34

Maybe she was just cold. But even after Annie shrugged on the quilted flannel shirt Daniel offered, she stood with her arms crossed high and tight over her chest and avoided his eyes. Her posture, closed face, and terse replies mirrored the way she’d pulled out of the driveway last night—uncomfortable and distant.

He watched as she stepped softly and slowly around his studio to study his work, propped against the walls, placed on tables or windowsills, hung by wire from hooks buried in the wood picture rail.

Oh, she was pretty. Cat hadn’t told him anything he wasn’t acutely aware of the moment he’d seen her lift her slender frame from MacKenna’s Mercedes. Even now, with her face clean of makeup, slightly flushed from her exertion and the cool morning air, her torso wrapped in his shirt, the solid ridges and curves of her bare legs impossible not to look at as she moved. Especially now.

His stomach flipped at the sight of the thick, white, puckered scar that ran the length of her left tibia and pulled at the skin of her knee. She leaned in for a closer look at the watercolor sketches he’d taped to the wall, favoring her uninjured leg, her hand massaging the scar tissue.

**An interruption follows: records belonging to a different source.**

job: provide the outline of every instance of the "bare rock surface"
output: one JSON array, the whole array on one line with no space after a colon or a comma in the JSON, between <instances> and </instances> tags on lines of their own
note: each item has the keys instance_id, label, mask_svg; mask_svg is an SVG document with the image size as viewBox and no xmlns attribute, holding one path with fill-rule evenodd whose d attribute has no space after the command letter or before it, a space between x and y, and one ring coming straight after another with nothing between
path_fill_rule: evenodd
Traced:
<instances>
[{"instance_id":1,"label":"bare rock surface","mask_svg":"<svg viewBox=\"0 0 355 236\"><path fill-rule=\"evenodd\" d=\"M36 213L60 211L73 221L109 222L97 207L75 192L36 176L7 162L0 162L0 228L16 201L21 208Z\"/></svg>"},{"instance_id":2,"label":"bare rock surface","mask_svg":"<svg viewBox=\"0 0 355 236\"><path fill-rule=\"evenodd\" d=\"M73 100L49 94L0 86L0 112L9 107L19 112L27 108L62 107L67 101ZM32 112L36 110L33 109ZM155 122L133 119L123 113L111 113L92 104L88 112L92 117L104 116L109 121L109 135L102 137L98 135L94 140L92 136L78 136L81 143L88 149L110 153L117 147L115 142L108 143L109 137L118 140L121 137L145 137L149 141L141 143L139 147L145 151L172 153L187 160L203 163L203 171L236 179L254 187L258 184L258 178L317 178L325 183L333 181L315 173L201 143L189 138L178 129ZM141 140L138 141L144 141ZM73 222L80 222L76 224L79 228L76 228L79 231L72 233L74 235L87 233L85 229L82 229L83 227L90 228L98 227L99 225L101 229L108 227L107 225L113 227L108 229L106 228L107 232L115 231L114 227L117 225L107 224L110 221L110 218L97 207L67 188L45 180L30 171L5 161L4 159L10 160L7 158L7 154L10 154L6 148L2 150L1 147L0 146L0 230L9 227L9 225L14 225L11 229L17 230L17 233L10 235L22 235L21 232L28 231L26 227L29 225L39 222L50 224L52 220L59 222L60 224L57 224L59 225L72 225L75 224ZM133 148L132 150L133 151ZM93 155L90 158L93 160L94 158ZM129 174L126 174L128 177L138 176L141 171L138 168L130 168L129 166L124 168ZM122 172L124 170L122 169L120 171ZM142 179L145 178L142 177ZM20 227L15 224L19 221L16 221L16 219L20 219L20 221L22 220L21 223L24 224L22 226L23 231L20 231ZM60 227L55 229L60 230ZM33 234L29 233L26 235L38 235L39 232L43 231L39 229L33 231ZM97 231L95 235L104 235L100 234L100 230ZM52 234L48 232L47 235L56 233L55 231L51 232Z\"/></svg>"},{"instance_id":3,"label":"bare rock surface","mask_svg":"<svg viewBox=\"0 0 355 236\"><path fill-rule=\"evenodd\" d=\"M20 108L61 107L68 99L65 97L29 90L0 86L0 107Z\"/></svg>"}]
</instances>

Daniel handed her a steaming mug of tea, and she smiled with gratitude, wrapping her hands around the warm ceramic. The shirt cuffs covered all but the tips of her fingers. She turned away from him, again not meeting his eyes. Annie tilted her head. He imagined closing the distance between them in three strides, taking her fine-boned face in his hands and covering her mouth, drawing the breath from her. No, not her breath. Her pain. Her sadness. Whatever sent her out the door and into the night, alone. He wanted to crush her against his chest, feel her warm, damp limbs wrap around his own. So close to this troubled, beautiful soul, yet he felt more alone than he’d allowed himself to feel in ten years.

“Your work is beautiful. I don’t know anything about metal art, but the colors you achieve on the copper and chrome … it’s like they’ve absorbed a sunset or the ocean. How do you do that?”

Sensing she’d rather he keep his distance, he moved to the other side of the long worktable. “I make up different patinas—that’s what I was doing when you came in.” He motioned to a covered steel bucket in the industrial sink. “It’s a lot like working with watercolors, actually. I combine various chemicals to make different colors of patina. Then I paint or etch the patina onto the metal, where it creates shades and nuances of tones. These sculptures”—he pointed to a cluster of pieces perched on risers—“I patinized before I cut and hammered or soldered them together.”

She wound slowly around the room. “The watercolors—they’re so delicate, such a contrast to the solidity of the metal. Do you sell these, too?”

“Mostly they’re just studies for what I want to etch into the copper sheets. Like this one.” He motioned to the tilted artist’s desk that sat adjacent to the worktable.

Annie turned to peer at the sketchpad. “A Red-billed Chough,” she said softly.

“Yes, it is. I’m working through a series of studies for this panel.” He came to stand beside her and lifted his chin to indicate the large rectangle of copper lying flat on the table. “Most of these sketches came from time I spent in the Channel Islands, working at an animal sanctuary where the choughs were being rehabilitated.” Daniel told her of the Durrell Wildlife Park on Jersey and the success it had in bringing the Red-billed Chough back from the brink of extinction on the island.

“I went to the cove this morning,” she said. “Just to watch them. It’s like a little city. The birds are amazing. So busy, noisy, smart. It’s hard to think of them as just crows.”

“Crows are remarkable creatures,” he said. “They get short shrift because they’re scavengers. But they know how to work any system to get what they need. The Red-billed Chough isn’t as robust as our Corvus corax or your North American Corvus brachyrhynchos,” he said, naming two common species of black crow, “but they have been a part of southwest Ireland since time’s memory. They’re wrapped up in my memories of childhood. Choughs in the pastures, along the coast.”

“I know,” she whispered. She pressed a palm to her cheek. “I’ve stepped into something bigger than me, haven’t I?” She spoke softly to his sketch of the chough, not to him. “I don’t know what I’m doing here.”

He took the open door in hand and walked through. “Mise Éire,” he said, watching her face carefully. Her reaction was immediate.

“What did you say?”

Mise Éire: Uaigní mé ná an Chailleach Bhéarra.

Annie backed away, one foot trailing the other. She seemed to shrink in the oversized shirt.

“You’ve been hearing it, too, haven’t you?” he said. She shook her head as her face flushed pink then drained to white.

The ring and buzz of a cell phone echoed through the space. It was the ringtone he’d assigned to Liam; not a chance he’d put off answering his nephew’s call. The phone sounded inches away and Daniel shuffled through papers next to the sink, but the acoustics of his studio were tricky. Then he remembered flipping through his e-mail while he drank coffee in bed.

“Hang on, let me grab that.” He strode to the back of the studio and edged around the screen. When he returned moments later, phone to his ear, his flannel shirt was hanging on its peg. Annie had gone.